Thursday, November 11, 2010

DOING BUSINESS IN 21ST CENTURY INDIA

DOING BUSINESS IN
21ST CENTURY INDIA

How to Profit Today in Tomorrow’s Most Exciting Market

Gunjan Bagla

Hatchette Book Group USA

Pp 254       Rs.495


What with WTO and the on-rush of globalisation, the cry of the seafarers of old was bound to take on a new gusto. Eastward ho! And thus the quest began for a new ‘treasure island’, newer fortunes (this time at the bottom of CK Prahalad’s pyramid and in a world as ‘flat’ as Friedman would have it). And of course the East, as hospitable as ever, obliged, bent over backwards …while the son of the local tailor spoke with a Yankee twang. Our markets explode with things ‘phoreen’ ranging from the use-and-throw to the throwaway.
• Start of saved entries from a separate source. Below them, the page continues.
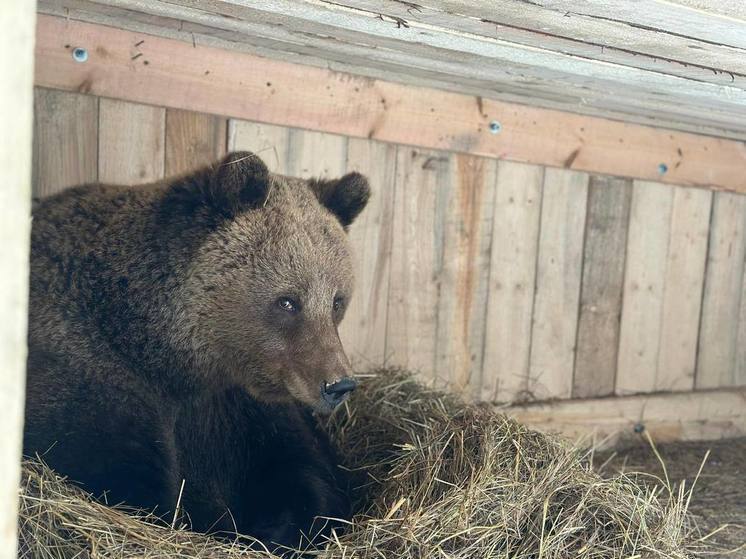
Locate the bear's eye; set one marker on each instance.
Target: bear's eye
(287, 304)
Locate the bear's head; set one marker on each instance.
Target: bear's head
(267, 285)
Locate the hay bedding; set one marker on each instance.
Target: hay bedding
(434, 478)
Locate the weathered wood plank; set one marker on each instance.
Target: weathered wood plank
(422, 182)
(453, 58)
(16, 122)
(612, 422)
(601, 292)
(193, 140)
(462, 301)
(131, 142)
(65, 140)
(209, 80)
(718, 336)
(682, 299)
(644, 281)
(267, 141)
(315, 154)
(363, 331)
(512, 279)
(558, 277)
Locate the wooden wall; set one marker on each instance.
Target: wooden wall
(506, 281)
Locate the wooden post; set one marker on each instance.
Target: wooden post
(17, 20)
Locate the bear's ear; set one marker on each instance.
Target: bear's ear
(238, 182)
(345, 197)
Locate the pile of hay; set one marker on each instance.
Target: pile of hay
(435, 478)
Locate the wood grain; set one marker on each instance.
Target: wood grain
(16, 122)
(512, 280)
(131, 142)
(462, 300)
(271, 143)
(614, 422)
(422, 185)
(363, 331)
(193, 140)
(206, 79)
(316, 154)
(558, 277)
(601, 292)
(718, 334)
(644, 284)
(65, 140)
(682, 300)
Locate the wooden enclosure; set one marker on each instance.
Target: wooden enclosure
(505, 281)
(581, 268)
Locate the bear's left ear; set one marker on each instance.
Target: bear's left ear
(345, 197)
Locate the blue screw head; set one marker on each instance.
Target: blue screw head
(80, 54)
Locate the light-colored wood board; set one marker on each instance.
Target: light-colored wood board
(65, 140)
(682, 299)
(421, 186)
(531, 25)
(512, 281)
(601, 291)
(267, 141)
(644, 279)
(739, 378)
(210, 80)
(131, 142)
(365, 43)
(17, 124)
(193, 140)
(558, 277)
(462, 301)
(718, 334)
(363, 331)
(614, 422)
(316, 154)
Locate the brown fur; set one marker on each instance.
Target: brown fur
(158, 352)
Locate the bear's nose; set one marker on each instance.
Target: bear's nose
(336, 392)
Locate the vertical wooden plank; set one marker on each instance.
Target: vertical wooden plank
(558, 275)
(316, 154)
(642, 303)
(131, 142)
(682, 300)
(512, 279)
(601, 291)
(363, 331)
(193, 140)
(718, 335)
(65, 140)
(462, 301)
(267, 141)
(416, 259)
(16, 121)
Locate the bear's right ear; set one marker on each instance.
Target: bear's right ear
(238, 182)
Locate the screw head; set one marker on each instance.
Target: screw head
(80, 54)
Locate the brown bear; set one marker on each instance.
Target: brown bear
(185, 332)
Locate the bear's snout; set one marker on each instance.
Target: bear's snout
(336, 392)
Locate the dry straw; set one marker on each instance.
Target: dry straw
(433, 477)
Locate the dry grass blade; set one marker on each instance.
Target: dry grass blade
(434, 478)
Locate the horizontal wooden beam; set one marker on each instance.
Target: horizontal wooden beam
(166, 72)
(617, 421)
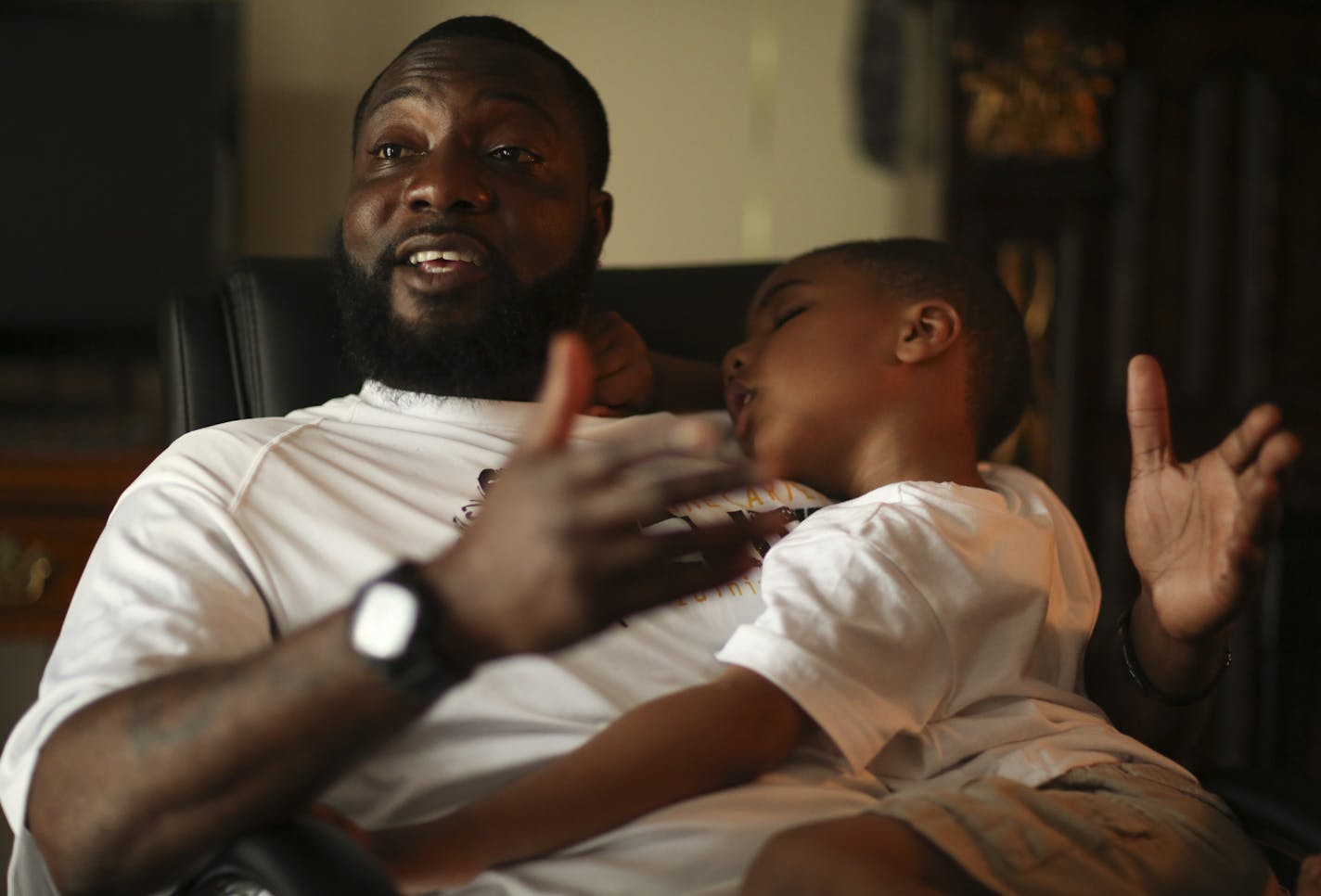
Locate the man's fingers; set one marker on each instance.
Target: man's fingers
(1148, 416)
(566, 391)
(1240, 445)
(1261, 487)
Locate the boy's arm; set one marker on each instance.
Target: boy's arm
(679, 746)
(1197, 534)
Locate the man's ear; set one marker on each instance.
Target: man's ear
(926, 329)
(603, 211)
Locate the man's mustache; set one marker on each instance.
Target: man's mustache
(389, 257)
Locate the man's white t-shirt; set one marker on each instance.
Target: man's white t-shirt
(249, 531)
(254, 529)
(935, 634)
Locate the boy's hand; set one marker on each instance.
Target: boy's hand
(1199, 531)
(625, 381)
(561, 528)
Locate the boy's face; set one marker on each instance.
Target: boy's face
(816, 372)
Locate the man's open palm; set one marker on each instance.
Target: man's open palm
(1199, 531)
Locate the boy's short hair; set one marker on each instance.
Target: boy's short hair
(583, 96)
(999, 360)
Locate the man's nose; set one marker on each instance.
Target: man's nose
(448, 179)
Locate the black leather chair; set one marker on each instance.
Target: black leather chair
(264, 341)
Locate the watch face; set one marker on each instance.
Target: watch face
(385, 621)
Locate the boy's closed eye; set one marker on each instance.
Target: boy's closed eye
(788, 314)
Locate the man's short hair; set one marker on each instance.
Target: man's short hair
(999, 360)
(583, 96)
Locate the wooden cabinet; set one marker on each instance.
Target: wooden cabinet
(52, 509)
(80, 417)
(1144, 177)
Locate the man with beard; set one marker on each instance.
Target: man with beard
(299, 609)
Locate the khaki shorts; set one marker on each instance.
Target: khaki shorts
(1103, 829)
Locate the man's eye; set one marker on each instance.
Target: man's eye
(784, 317)
(387, 151)
(514, 155)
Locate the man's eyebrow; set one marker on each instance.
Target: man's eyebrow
(411, 92)
(770, 294)
(392, 96)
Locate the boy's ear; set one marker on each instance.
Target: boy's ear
(926, 329)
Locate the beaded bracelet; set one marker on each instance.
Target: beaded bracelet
(1144, 685)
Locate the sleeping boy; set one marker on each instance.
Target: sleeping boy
(928, 629)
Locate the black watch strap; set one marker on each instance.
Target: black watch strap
(420, 672)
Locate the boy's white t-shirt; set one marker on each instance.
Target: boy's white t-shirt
(935, 634)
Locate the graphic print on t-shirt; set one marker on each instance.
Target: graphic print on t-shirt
(793, 500)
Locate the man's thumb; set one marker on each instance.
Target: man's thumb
(1148, 416)
(566, 391)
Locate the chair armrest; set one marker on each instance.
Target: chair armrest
(1279, 811)
(298, 856)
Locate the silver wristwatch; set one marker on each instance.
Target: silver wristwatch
(392, 625)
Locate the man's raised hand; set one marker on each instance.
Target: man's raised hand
(1199, 531)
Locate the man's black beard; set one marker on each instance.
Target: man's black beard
(499, 354)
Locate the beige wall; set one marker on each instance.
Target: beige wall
(711, 160)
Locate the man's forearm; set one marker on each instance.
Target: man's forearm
(135, 789)
(1172, 666)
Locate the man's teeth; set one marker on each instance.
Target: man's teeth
(442, 255)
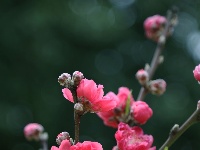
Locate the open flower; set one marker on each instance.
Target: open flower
(91, 97)
(86, 145)
(133, 138)
(113, 117)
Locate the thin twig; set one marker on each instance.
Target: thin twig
(157, 53)
(76, 116)
(176, 133)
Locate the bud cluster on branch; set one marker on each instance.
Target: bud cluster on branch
(121, 110)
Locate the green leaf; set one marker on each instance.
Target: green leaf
(127, 109)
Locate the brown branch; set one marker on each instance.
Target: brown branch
(176, 132)
(157, 53)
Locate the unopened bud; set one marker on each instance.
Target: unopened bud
(154, 26)
(157, 87)
(196, 73)
(77, 77)
(78, 107)
(62, 136)
(142, 76)
(161, 59)
(174, 129)
(32, 131)
(64, 79)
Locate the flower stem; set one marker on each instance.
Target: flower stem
(155, 60)
(44, 144)
(175, 133)
(76, 116)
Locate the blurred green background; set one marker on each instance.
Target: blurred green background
(105, 40)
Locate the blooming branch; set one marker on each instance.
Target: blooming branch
(171, 16)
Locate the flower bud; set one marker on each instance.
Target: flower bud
(142, 76)
(196, 73)
(77, 77)
(78, 107)
(141, 112)
(62, 136)
(154, 26)
(64, 79)
(32, 131)
(157, 87)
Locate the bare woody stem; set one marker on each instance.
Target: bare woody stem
(176, 132)
(157, 53)
(76, 116)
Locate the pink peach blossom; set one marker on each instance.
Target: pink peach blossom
(154, 26)
(196, 73)
(133, 138)
(86, 145)
(91, 97)
(113, 117)
(32, 131)
(141, 112)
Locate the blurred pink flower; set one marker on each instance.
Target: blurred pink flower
(154, 26)
(113, 117)
(91, 97)
(196, 73)
(133, 138)
(86, 145)
(32, 131)
(141, 112)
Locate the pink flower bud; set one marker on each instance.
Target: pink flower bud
(141, 112)
(86, 145)
(32, 131)
(77, 77)
(62, 136)
(157, 87)
(142, 76)
(196, 73)
(154, 26)
(64, 79)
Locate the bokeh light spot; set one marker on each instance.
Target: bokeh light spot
(109, 62)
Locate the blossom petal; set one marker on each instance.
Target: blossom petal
(65, 145)
(54, 148)
(67, 94)
(104, 105)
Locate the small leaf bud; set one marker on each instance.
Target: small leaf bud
(142, 76)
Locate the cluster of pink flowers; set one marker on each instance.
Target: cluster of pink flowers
(133, 138)
(86, 145)
(119, 110)
(91, 97)
(139, 111)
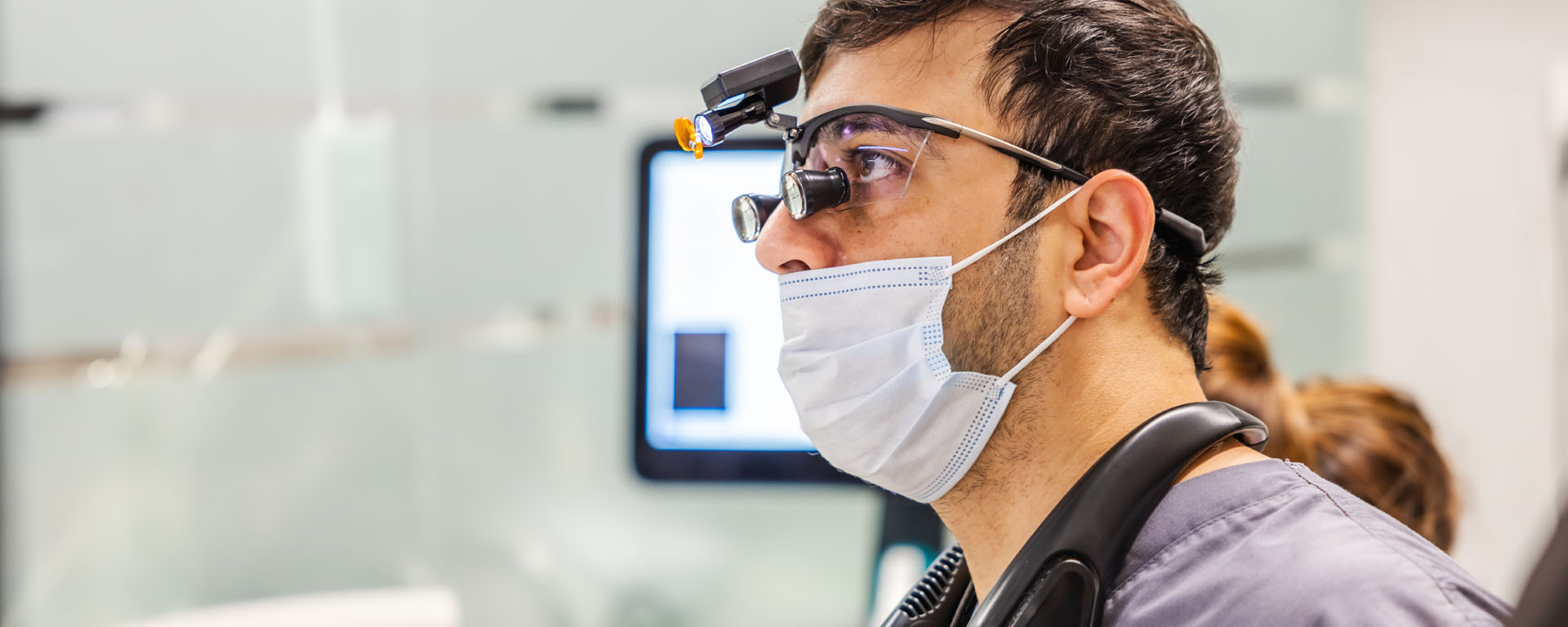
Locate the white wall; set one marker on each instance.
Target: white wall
(1462, 255)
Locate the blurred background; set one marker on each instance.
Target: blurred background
(310, 296)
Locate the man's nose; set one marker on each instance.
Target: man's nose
(789, 245)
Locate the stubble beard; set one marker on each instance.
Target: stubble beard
(988, 327)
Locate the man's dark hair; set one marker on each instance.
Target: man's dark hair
(1095, 85)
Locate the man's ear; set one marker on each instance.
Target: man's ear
(1114, 218)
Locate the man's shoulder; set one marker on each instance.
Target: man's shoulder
(1275, 540)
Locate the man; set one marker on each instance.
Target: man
(1129, 93)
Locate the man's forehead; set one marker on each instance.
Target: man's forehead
(932, 69)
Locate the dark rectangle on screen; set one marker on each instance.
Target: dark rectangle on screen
(700, 371)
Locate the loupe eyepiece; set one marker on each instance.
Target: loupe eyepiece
(808, 192)
(750, 212)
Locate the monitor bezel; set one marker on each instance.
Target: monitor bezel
(666, 465)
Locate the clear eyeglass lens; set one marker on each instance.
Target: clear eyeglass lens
(877, 154)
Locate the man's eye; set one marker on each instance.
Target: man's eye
(874, 165)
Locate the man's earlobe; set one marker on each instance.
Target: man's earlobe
(1116, 218)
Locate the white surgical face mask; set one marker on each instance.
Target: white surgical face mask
(862, 361)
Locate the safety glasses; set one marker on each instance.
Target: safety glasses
(866, 154)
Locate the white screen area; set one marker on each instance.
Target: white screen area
(717, 388)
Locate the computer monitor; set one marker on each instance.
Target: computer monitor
(707, 400)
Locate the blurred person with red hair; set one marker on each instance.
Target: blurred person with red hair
(1366, 438)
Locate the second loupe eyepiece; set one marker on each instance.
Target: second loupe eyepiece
(808, 192)
(750, 212)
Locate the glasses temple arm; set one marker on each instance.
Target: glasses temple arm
(1172, 221)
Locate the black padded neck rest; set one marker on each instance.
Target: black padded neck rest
(1089, 533)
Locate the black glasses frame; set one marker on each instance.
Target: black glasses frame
(799, 145)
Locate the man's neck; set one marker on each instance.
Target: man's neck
(1049, 438)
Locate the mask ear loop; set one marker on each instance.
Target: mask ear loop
(985, 251)
(1041, 349)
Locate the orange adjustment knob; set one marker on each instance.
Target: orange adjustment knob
(686, 136)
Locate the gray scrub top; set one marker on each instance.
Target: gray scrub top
(1271, 543)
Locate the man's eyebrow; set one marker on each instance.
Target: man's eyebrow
(884, 124)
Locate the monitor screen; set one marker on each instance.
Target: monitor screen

And along comes Gunjan Bagla adding to India Inc’s collective come-hither.

The book carries endorsements of the Chairman, American Chamber of Commerce in India, a Professor of Marketing somewhere out there who is also a founder of India China & America Institution in Georgia, a director of RAND Center for Asia Pacific Policy and a President of US India Business Council. Perhaps an endorsement or two from acknowledged experts on Indian culture (few as these may be!) or history would have lent credibility – but then perhaps Bagla’s audience would not be bothered with such trivialities as unqualified generalisations and unconfirmed sources of information. But even that audience (particularly that audience) would certainly react to the Apostle Judas Thomas being referred to as “Doubting Thomas” from the Last Supper. A minor inaccuracy in a widely documented event. Does it lend credibility to the less verifiable statements?
The book has a glossary of around 18 pages. The terms range from catchwords of regional languages of India that do creep into our English conversations (Baap re, Badmash, chamcha, Tharra, double-roti – words that are hardly likely to get into international business discussions) to the totally unnecessary. Surely the run of the mill businessman / industrialist knows what an ‘annexure’ is; and do words like Britisher, Calling Card, Car Park, Christian Name really need to be explained? Okay, the average American (if such there be) may need to be cautioned that a ‘Dicky’ or ‘Dickey’ refers only the boot of an automobile. But by far the strangest (and perhaps the most shocking) entry in the glossary is “Mahatma Gandhi” the man about whom Albert Einstein had said: ‘Generations to come… will scarce believe that such one as this ever in flesh and blood walked upon this earth’. There may not be many educated persons in the world today who have never heard of Mahatma Gandhi. Would a similar work on the United States of America or on South Africa carry George Washington or Nelson Mandela as an item in the glossary? If Bagla had felt the need to introduce Gandhiji in this magnum opus of his, he could certainly have done better than relegating him to an entry in the ‘Glossary of Indian English.’
The book otherwise reads easily in near-conversational tone. The most realistic act of Bagla in this book is his quotation from John Godfrey Saxe’s poem about the elephant and the six blind men. The poem is an indication that India (far more complex than an elephant and as inscrutable as they come) cannot be understood or explained away without experiencing it. Talking about elephants, Louis V Gerstner, who led IBM through its end-century historic turnaround felt bold enough to name his book: Who Says Elephants Can’t Dance? Dr. Manmohan Singh may, self-effacingly, agree: the wonderful elephant of India is dancing; the cash-cows are a-traipsing. Hordes of ‘foreigners’ will come as thousands have already. They will live here, and learn how to flourish in this ‘functioning anarchy’ as John Kenneth Galbraith indulgently called it. We need not call anyone here nor caution them over cultural pitfalls; Indian culture does not snigger at a faux pas. Publications like the present one smack of inferiority, an apology for our way of life. Our traditional “welcome to our humble abode” is uttered only to give voice to our ancient belief: Atithi Devo bhava – a reflection of our respect for the guest, not a reference to any inferiority of our abode. We need not take it to the extreme!
The concluding chapter entitled The Song Behind the Words to some extent removes the bad taste of the previous 210 pages. The true Indian spirit does attempt here to sing, though weakly, a new song.